Autonomous landers, Observing the deepest places on Earth from RV Kaharoa

As a research vessel, it has been involved in a number of scientific discoveries. In 2012 the University of Aberdeen's OceanLab expedition found 'supergiant amphipods' up to 34 cm long in the Kermadec Trench, identified as the species Alicella gigantea. In 2013 a further iteration of the OceanLab project using the Kaharoa led to the discovery of a new species of eelpout, as well as new depth records for species of deep sea cusk eel and rattail. RV Kaharoa also contributed to the discovery of five new species of Fissuroderes, found off the coast of Costa Rica and the Firth of Thames. Another example of the ship's role in scientific discovery is that of a new species of copepod in the genus Bradyidius.

=== Fisheries surveys ===

The ship has also undertaken a wide range of fisheries surveys. Some examples include: assessment of juvenile snapper, 2019–21; species in the Hauraki Gulf with RV Ikatere; amongst others. The ship was also used to survey the sea floor to measure and analyse the impact that Cyclone Gabrielle had on it in 2023.
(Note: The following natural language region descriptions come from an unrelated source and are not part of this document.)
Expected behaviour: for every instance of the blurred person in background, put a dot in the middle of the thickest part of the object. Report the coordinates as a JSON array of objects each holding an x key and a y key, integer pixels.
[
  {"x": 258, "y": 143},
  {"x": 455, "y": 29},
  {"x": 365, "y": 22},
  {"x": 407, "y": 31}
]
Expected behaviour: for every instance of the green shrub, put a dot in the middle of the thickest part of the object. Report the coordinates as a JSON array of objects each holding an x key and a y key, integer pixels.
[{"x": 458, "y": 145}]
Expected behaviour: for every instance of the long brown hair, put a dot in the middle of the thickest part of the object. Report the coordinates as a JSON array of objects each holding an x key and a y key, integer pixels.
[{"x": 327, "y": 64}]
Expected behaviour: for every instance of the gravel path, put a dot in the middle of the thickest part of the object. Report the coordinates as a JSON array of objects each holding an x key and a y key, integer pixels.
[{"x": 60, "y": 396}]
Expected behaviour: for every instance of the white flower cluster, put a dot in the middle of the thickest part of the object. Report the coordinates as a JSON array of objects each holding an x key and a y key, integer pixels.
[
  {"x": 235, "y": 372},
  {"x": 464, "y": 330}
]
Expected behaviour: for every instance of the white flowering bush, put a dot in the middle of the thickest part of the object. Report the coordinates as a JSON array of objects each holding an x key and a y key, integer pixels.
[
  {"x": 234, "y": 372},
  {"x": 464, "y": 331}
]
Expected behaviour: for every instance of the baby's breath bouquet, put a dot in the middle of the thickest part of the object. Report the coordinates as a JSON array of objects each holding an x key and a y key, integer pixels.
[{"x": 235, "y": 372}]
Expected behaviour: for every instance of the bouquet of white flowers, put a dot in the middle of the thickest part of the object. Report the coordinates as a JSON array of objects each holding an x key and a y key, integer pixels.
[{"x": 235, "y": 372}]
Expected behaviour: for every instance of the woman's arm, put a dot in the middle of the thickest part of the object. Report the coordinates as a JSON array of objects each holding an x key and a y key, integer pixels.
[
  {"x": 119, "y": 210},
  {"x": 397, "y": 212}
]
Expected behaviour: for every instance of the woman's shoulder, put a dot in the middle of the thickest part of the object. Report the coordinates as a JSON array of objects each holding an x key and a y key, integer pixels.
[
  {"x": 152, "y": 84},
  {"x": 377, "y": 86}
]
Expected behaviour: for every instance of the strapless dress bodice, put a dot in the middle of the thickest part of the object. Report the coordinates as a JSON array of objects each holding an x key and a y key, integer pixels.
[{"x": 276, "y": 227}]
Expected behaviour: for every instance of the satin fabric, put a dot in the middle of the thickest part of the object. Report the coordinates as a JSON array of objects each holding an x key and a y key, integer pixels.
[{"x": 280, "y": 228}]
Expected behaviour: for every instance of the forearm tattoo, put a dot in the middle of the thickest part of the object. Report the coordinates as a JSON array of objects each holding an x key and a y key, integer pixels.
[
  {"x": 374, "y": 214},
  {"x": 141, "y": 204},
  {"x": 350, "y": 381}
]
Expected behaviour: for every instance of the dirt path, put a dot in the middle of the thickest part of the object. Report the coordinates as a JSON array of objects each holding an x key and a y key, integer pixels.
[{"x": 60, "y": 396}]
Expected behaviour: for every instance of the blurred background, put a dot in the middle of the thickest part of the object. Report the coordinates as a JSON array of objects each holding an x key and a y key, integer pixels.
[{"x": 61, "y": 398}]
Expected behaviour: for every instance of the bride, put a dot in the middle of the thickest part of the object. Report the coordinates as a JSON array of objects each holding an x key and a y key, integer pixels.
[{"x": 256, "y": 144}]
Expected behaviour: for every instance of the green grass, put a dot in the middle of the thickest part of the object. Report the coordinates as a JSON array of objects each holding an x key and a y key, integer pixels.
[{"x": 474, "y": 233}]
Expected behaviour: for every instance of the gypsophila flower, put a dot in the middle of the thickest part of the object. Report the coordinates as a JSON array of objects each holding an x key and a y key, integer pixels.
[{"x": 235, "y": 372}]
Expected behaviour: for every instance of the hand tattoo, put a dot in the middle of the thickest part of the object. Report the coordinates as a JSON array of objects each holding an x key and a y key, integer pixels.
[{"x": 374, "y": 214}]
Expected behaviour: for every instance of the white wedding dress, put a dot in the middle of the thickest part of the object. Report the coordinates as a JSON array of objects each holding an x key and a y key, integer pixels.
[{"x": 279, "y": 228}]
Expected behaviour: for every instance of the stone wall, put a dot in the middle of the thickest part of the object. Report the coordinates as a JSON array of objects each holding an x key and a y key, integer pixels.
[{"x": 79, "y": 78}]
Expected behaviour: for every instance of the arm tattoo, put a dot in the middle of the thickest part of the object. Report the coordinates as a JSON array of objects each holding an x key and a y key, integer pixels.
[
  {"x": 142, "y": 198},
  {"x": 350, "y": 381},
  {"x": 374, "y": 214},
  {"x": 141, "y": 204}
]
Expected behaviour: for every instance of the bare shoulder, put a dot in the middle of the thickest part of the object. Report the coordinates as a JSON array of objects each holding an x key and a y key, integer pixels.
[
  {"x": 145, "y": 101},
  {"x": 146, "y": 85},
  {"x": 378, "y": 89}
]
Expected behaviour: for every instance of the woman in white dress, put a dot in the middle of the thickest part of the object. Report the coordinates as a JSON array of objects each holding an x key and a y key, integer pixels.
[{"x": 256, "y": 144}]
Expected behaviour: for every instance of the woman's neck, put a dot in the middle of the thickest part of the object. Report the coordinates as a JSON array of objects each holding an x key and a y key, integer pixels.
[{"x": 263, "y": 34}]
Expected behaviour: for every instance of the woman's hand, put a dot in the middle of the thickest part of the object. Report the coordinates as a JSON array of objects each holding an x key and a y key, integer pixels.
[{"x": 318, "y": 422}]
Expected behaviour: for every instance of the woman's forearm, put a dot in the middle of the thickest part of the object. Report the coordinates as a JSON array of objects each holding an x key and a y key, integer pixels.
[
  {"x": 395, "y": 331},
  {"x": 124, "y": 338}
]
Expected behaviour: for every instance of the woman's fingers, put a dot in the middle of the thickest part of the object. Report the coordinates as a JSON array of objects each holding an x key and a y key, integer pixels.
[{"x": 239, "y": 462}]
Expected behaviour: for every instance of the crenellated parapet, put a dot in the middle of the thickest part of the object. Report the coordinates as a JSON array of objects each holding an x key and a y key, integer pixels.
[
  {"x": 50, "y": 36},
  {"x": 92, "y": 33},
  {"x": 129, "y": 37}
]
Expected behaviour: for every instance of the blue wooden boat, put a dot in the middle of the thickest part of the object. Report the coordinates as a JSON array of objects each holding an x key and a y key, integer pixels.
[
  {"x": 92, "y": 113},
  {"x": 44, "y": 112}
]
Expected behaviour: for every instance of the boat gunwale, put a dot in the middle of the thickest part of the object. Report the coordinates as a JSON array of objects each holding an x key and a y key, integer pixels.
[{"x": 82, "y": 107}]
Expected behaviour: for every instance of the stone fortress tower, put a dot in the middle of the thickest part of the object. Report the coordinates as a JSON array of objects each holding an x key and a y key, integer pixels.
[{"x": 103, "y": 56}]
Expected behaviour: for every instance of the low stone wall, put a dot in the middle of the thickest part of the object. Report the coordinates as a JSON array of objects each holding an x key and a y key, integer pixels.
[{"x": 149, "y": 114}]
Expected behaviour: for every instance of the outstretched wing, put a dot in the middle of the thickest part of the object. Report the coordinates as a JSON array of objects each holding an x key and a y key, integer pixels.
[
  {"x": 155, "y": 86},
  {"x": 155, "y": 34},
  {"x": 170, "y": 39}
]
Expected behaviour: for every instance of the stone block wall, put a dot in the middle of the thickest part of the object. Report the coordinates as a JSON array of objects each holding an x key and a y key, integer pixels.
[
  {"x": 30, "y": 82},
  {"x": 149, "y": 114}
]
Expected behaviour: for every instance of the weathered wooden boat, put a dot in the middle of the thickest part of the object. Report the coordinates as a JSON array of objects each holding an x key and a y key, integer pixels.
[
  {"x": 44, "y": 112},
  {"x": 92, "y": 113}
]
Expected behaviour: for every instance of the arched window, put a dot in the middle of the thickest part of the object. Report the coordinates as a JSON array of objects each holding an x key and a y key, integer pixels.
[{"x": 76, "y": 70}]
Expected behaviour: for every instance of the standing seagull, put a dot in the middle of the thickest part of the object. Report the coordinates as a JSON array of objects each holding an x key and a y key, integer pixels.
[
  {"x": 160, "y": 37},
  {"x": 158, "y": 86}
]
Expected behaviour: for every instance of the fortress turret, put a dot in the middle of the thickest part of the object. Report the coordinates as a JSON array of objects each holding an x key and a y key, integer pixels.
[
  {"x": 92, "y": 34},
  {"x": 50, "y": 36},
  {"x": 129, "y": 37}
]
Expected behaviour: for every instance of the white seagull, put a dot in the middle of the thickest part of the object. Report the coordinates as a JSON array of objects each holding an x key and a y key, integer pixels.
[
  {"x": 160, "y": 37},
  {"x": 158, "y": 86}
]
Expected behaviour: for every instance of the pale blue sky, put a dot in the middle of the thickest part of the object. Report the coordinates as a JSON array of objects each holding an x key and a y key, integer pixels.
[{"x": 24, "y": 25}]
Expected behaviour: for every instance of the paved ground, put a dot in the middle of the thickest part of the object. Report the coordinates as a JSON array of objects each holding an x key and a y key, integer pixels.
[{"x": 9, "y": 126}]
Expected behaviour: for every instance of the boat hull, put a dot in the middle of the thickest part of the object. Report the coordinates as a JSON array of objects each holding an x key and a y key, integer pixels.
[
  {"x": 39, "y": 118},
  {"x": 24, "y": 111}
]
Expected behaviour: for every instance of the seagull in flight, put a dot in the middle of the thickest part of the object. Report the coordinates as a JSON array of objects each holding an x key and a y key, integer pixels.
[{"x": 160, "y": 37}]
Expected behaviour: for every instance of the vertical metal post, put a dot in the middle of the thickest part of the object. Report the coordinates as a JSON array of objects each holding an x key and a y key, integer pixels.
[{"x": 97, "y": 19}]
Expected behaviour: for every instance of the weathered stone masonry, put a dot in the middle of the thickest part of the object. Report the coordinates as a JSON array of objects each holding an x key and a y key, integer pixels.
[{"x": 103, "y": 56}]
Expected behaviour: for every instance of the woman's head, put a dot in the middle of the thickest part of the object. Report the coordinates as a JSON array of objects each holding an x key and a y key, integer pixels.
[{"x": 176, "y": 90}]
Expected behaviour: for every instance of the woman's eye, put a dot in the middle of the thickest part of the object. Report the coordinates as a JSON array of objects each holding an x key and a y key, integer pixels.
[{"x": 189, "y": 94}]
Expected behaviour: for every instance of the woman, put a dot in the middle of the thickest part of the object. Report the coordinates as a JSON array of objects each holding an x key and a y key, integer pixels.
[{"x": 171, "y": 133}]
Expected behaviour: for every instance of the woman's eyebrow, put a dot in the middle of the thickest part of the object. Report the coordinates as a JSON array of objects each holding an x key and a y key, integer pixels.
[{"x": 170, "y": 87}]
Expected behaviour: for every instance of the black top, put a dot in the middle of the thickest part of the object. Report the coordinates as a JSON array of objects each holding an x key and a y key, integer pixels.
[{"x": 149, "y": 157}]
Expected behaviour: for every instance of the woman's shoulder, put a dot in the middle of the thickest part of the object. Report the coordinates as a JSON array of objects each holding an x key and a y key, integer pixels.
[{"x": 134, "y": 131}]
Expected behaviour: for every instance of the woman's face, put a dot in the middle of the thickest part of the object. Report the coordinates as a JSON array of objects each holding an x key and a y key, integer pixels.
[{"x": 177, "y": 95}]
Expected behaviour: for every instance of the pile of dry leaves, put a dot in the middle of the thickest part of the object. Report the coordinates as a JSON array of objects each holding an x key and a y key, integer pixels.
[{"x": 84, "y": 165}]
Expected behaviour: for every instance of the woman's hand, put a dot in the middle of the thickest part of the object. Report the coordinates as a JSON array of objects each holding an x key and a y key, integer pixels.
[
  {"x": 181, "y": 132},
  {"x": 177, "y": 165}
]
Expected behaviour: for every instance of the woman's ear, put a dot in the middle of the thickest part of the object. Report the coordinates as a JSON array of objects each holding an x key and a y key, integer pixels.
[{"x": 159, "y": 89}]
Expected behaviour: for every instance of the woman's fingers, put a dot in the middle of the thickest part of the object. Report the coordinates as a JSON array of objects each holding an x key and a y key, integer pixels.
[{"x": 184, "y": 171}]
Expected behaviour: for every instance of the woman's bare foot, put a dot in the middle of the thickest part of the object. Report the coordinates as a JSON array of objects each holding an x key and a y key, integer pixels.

=== Argo float project ===

The ship is part of the International Argo Project, a float deployment scheme focussed on climate and oceanic data, as well as the Global Drifter Program. The ship has deployed Argo floats since 2014, concentrating on getting the floats to areas with low maritime traffic in the Southern Hemisphere, sailing 79,996 nautical miles as part of the project. In 2020, during the COVID-19 pandemic, the crew of the Kaharoa undertook their longest voyage to date, to continue to support the deployment of Argo floats – work that had been delayed due to lockdown restrictions globally. The ship has played a "key role in the global deployment ... of the Argo array".

As of 2024, NIWA estimates Kaharoa to have deployed about a quarter of all Argo floats.